Da wäre zum Beispiel der Artikel 14: „Das Eigentum und das Erbrecht werden gewährleistet.“ Ist doch wunderbar, ein klarer, freiheitlicher Satz. Leider folgen ihm so einige Alptraum-Sätze. „Inhalt und Schranken werden durch die Gesetze bestimmt“, „Eigentum verpflichtet. Sein Gebrauch soll zugleich dem Wohle der Allgemeinheit dienen.“

Aus einem klaren Bekenntnis zu Privateigentum wird so ganz schnell ein schwammiger Artikel, der dem Staat Tür und Tor öffnet, um es einzuschränken. Sperrte man 100 Geisteswissenschaftler in einen Raum, kämen 100 verschiedene Definitionen raus, was unter „Allgemeinwohl“ zu verstehen ist oder zu was genau es „verpflichtet“. Ich möchte gar nicht wissen, welche Horror-Interpretationen entstünden, wenn man 100 Juristen diese Frage beantworten ließe. Eigentum ist Eigentum ist Eigentum. Ich erwerbe etwas und darf darüber frei verfügen. Wenn ich der Gesellschaft oder dem Staat Rechenschaft schulde, ist es nicht mein Eigentum, sondern ein geliehenes Objekt.

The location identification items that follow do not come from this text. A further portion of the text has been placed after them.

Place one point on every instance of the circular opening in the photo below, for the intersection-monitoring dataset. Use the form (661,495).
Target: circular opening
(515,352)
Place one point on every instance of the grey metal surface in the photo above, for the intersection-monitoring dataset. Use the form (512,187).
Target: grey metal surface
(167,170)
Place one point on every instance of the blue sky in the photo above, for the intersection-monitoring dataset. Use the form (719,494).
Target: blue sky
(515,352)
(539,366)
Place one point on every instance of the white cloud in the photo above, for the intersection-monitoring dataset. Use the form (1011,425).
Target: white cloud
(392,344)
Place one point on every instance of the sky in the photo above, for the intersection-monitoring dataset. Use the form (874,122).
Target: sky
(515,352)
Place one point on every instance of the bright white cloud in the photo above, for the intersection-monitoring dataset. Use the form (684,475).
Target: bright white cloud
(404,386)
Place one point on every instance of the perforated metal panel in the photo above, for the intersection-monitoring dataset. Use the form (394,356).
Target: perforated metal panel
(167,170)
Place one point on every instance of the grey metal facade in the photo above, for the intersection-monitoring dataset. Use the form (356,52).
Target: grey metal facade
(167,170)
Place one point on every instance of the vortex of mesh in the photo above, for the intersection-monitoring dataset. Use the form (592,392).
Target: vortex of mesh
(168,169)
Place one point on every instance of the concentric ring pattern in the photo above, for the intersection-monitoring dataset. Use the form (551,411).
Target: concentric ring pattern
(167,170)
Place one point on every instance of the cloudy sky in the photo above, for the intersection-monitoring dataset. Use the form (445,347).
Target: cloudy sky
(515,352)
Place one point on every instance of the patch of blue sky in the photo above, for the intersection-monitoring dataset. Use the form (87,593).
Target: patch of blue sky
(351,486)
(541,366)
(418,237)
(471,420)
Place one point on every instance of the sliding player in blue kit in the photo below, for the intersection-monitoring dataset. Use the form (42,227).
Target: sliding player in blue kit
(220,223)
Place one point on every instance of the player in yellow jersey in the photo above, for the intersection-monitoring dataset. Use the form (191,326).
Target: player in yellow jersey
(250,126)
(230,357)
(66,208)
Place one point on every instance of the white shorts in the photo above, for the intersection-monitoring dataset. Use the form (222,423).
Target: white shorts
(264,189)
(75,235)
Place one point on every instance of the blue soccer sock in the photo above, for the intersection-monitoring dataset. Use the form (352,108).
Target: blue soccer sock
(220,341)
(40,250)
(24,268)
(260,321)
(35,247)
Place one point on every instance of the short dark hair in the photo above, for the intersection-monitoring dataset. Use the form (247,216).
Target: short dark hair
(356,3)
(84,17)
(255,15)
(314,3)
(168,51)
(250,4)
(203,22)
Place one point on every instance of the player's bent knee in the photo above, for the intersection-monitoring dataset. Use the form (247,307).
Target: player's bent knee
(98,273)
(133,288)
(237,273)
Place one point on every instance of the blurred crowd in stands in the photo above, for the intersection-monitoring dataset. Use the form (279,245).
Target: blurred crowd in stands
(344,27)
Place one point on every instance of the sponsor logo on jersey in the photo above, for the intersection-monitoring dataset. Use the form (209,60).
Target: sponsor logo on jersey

Wenn ich ein Haus kaufe und Grundsteuer bezahlen oder eine bestimmte Heizung einbauen muss, um es behalten zu dürfen oder bald einen jährlichen „Gebäude-TÜV“ überstehen darf, wohne ich eigentlich zur Miete bei Vater Staat. Und in der Tat, so ein richtiges Recht auf Eigentum gibt es in Deutschland nicht. Noch nicht mal einen Baum darf ein Grundstückseigentümer in diesem Land ohne Genehmigung fällen. Das ist die Konsequenz aus wankelmütiger Kompromiss-Formulierung in zentralen Grundgesetzartikeln. Grundrecht ist das falsche Wort dafür, Grunderlaubnis trifft es schon eher.

Auch grandios ist Artikel 5, in dem es um das Fundament der westlichen Zivilisation, um das vornehmste Grundrecht, nämlich das Recht auf freie Meinungsäußerung geht. Die Meinungsfreiheit ist im ersten Satz zwar verbrieft, wird aber schon im zweiten Absatz relativiert: „Diese Rechte finden ihre Schranken in den Vorschriften der allgemeinen Gesetze, den gesetzlichen Bestimmungen zum Schutze der Jugend und in dem Recht der persönlichen Ehre.“

Ich bitte um Verzeihung, aber eine Verfassung, in der es Platz für die „persönliche Ehre“ gibt, ist eine wertlose Verfassung. Eine Verfassung, die zulässt, dass Bürger Hausdurchsuchungen wegen böser Wörter zu erleiden haben, ist keine freiheitliche Verfassung. Dass im ersten Absatz von Artikel 4 die Pressefreiheit, also die Freiheit der Presse vor staatlicher Repression, mit der Freiheit des Rundfunks, also der „Freiheit“ zur staatlichen Beitragserpressung, in einem Atemzug genannt wird, kann dann nur noch als Realsatire verstanden werden.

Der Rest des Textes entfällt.